Those hoping to carve out a 51st state in northern Colorado are looking south for support, specifically from El Paso County.

At least one representative from Weld County, along with Jeffrey Hare, a co-organizer of The 51st State Initiative, will give a presentation Thursday afternoon at a Board of County Commissioners work session in an attempt to grow support for forming North Colorado.

"They know it's not going to be on our ballot," El Paso County Commission Chair Dennis Hisey said. "They just want to know if we're sympathetic to the cause."

According to Hisey, representatives from The 51st State Initiative asked if the board would lend an ear and listen to their arguments for secession. The plea was granted, and Thursday's work session was scheduled.

Hisey said he was surprised when the 51st state idea was hatched in early June at a Colorado Counties Inc. conference.

Since then, 10 Colorado counties and one in southern Wyoming have jumped on the secession train. Some of those, including Weld, have put questions on their November ballots to gauge support in order to move forward with the North Colorado effort. According to an Oct. 5 article by I-News at Rocky Mountain PBS, "proponents of secession said rural Coloradans are tired of having unpopular laws such as stronger gun control and mandatory alternative energy standards forced on them."

Hare echoed that sentiment.

"What has happened is the urbanization of America has disenfranchised the rural population," he said.

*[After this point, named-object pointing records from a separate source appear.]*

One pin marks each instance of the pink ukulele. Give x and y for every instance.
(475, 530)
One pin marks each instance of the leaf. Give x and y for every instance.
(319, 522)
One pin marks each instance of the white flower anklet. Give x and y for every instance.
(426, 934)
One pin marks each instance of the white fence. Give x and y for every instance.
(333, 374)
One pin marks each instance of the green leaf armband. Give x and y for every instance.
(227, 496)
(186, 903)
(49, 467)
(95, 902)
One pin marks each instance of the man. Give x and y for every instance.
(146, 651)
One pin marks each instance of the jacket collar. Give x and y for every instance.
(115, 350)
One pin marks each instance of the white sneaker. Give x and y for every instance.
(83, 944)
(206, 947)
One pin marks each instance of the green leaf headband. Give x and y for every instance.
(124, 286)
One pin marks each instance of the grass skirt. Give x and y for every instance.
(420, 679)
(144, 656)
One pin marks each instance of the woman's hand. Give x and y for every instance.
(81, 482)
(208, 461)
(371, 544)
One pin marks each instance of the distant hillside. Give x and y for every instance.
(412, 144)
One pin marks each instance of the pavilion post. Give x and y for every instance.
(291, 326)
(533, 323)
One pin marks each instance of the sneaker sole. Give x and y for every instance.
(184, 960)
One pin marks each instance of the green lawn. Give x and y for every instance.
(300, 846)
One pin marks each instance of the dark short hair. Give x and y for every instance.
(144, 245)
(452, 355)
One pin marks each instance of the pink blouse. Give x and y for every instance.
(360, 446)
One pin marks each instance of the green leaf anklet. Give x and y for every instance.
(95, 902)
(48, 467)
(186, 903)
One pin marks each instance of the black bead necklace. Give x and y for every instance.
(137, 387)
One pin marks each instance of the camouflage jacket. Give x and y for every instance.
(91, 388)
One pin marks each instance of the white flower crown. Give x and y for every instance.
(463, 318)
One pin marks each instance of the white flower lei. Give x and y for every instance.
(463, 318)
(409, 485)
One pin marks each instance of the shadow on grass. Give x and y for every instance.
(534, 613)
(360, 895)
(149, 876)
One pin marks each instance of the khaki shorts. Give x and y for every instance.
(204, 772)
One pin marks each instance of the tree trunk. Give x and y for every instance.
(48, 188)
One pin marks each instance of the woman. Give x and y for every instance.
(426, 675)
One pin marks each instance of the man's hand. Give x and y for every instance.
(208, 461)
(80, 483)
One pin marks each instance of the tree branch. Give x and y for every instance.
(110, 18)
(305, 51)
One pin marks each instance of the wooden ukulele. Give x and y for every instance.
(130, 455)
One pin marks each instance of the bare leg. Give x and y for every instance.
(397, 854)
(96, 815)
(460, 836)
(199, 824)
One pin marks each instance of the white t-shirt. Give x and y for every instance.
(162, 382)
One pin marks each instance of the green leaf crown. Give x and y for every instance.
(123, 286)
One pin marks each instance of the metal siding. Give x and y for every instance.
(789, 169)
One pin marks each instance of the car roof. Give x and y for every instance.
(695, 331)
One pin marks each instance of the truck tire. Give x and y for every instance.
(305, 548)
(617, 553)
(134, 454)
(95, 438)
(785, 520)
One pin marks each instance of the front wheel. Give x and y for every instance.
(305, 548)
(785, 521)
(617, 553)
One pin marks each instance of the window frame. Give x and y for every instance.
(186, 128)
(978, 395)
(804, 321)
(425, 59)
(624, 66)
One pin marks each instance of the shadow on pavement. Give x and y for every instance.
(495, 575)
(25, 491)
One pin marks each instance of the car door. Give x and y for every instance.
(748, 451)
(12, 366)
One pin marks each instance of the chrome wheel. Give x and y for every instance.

Thursday's presentation before the Board of County Commissioners will be held at 2 p.m. at Centennial Hall on Cascade Avenue in downtown Colorado Springs.

"It may be fairly well-attended," Hisey said. "I do expect an audience."

West Virginia was the last to separate and form a new state when it broke off from Virginia. During the Civil War in 1863, President Abraham Lincoln signed a proclamation granting statehood.